Stripers continue to feed on the surface morning and evening in the lower lake. The action is mostly found in the main channel but some schools are now venturing into the canyon mouths. Cruising the main channel each morning from 6-8 AM provides the best opportunity to find a school on top. Waiting in one spot to see a boil is less effective. Schools are moving around the big bays and through the long expanses of channel. They are not in the same spot each morning. Use binoculars to see splashes marking a distant boil. Cruise quickly to the boil site and cast from a safe distance to keep the school from sounding. Using the electric trolling motor on high is the best way to keep pace with rapidly moving schools that are constantly moving away from the boat. Super long casts with surface lures or shallow running crankbaits to feeding fish is the best technique. After the boil subsides drop spoons in the boil area to catch more stripers and other species.

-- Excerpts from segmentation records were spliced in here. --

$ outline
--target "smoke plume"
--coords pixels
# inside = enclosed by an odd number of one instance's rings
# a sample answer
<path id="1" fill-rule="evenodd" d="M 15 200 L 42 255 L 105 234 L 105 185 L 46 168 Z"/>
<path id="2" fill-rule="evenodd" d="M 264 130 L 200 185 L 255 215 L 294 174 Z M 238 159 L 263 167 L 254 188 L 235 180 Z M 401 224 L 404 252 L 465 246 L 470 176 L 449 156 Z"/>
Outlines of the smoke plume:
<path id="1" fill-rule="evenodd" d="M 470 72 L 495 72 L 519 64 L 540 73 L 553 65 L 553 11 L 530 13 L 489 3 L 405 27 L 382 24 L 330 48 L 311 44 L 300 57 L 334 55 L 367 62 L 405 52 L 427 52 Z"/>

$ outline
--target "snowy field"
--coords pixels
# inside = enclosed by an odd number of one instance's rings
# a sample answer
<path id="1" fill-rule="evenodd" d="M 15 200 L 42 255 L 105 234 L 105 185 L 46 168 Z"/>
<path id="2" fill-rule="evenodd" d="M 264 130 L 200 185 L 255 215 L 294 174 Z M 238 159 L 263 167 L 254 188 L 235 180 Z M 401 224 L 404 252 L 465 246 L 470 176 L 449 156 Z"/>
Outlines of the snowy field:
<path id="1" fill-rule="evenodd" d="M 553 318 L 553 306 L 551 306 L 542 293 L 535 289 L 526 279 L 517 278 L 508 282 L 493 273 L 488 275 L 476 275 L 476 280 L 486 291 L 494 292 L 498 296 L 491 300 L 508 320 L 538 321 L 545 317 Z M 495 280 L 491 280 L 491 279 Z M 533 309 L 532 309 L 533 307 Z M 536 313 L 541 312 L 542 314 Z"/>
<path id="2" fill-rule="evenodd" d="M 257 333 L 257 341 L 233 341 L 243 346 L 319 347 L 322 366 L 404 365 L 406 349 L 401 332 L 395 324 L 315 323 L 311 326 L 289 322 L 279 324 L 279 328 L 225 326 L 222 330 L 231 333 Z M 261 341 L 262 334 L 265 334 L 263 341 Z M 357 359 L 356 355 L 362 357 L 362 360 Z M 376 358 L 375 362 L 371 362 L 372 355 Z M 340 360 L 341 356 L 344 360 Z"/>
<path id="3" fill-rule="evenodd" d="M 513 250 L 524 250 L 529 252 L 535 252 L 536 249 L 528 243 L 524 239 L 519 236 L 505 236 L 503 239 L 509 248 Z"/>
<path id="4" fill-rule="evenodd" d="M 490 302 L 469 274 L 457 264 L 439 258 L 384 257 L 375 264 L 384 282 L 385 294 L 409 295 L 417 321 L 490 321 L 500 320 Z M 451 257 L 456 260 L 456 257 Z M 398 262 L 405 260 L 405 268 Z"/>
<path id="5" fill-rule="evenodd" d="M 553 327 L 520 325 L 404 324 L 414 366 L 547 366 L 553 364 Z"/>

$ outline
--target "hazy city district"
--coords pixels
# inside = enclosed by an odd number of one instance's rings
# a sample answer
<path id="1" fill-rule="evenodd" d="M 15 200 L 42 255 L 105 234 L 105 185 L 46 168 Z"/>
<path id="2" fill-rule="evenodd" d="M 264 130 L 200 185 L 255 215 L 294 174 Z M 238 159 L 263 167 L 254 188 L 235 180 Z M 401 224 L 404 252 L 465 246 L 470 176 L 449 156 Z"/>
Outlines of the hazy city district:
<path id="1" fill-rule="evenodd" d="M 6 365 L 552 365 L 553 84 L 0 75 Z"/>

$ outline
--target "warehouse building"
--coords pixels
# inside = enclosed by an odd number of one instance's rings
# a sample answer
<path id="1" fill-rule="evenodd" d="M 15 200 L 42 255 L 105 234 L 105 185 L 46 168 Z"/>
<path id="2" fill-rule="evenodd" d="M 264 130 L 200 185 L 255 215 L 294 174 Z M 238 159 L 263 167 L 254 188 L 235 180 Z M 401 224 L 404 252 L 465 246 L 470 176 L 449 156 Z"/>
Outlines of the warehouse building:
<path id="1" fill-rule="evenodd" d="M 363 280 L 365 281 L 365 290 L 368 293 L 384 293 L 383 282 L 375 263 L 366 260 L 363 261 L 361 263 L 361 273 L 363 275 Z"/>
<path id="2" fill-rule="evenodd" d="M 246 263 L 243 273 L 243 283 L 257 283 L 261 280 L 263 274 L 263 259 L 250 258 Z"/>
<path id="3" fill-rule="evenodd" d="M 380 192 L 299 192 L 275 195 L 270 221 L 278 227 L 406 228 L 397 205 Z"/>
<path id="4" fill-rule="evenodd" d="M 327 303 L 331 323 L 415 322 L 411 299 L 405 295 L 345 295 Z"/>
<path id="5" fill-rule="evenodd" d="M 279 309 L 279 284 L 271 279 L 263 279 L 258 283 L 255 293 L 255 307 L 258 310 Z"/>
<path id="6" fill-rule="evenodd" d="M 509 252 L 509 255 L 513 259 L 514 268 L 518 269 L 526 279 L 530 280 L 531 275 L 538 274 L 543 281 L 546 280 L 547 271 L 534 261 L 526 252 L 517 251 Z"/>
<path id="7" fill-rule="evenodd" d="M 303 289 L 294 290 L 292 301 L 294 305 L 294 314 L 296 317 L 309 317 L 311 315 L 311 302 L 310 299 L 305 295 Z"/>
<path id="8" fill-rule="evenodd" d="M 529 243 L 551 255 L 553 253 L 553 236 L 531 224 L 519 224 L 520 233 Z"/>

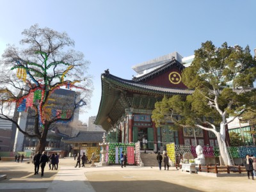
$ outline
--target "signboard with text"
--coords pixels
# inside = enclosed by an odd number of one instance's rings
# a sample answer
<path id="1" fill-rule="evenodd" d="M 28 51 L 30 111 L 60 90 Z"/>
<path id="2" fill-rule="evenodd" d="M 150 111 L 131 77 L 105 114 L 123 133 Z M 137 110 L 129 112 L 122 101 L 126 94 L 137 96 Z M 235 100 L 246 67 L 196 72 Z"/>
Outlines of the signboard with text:
<path id="1" fill-rule="evenodd" d="M 134 164 L 134 148 L 133 147 L 127 147 L 127 163 Z"/>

Morning boils have been found at the confluence of Wahweap Creek and main channel, mouth of Navajo and into Navajo Canyon 2 miles, main channel near Labyrinth Canyon, Padre Bay, Last Chance Bay and Canyon, Rock Creek, and up the main channel all the way to Dangling Rope. Stripers range in size from 1-10 pounds and they are all chasing shad with a vengeance.

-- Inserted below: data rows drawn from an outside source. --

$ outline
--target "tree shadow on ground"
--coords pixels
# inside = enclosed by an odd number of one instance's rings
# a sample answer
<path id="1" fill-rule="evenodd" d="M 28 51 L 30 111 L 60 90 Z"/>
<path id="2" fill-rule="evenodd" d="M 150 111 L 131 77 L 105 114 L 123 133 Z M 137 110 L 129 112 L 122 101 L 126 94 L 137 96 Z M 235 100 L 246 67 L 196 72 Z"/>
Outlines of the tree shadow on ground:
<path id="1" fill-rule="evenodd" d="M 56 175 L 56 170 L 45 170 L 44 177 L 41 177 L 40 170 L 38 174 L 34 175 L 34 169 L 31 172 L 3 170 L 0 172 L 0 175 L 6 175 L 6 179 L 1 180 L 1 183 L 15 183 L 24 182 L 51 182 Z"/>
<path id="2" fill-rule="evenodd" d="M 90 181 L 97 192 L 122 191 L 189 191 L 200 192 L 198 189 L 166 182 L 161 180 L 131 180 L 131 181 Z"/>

Evening boils happen in many of the same places from 6-7 PM. It seems that surface action begins when the shadow of the setting sun falls across the lake. The fish are all on the same schedule no matter which lake location they occupy.
Uplake from Rainbow Bridge there are a few quick boils during the same low light periods but most feeding is done subsurface. Stripers are found on the first terrace at the edge of the deep main river channel. Depth is usually 40-70 feet. The best technique is dropping slab spoons on the school immediately when seen on the graph. Schools are moving rapidly searching for shad and are hard to stay over. Stripers at depth usually have full stomachs so a quick reaction bite is the best approach. Fast trolled lures, rapidly retrieved spoons or crankbaits resembling fleeing shad are the most likely techniques to elicit a strike.
Smallmouth bass are hanging on prominent rocky points particularly at the mouths of canyons and coves. Throw a quick moving reaction bait to find which points are holding bass. Then probe the depths off the end of the point with plastic tube baits to catch bass. The quick moving tube will attract a reaction bite from fish already full of shad. Bass fishing is good in the same areas where stripers are boiling. Fish the shoreline after a striper boil to get smallmouth.
Catfish, walleye, largemouth and smallmouth bass are commonly being hooked on spoons while jigging for stripers. Startled shad fleeing from stripers cause feeding opportunities for other species. Find a school of shad under attack to maximize your catch. Sometimes an extra half-hour spent looking for stripers will place you in an area where fishing success is enhanced for all species.
Night fishing with submerged lights may be the best technique to catch fish over the expanse of the lake. Expect that to get even better as the moon darkens.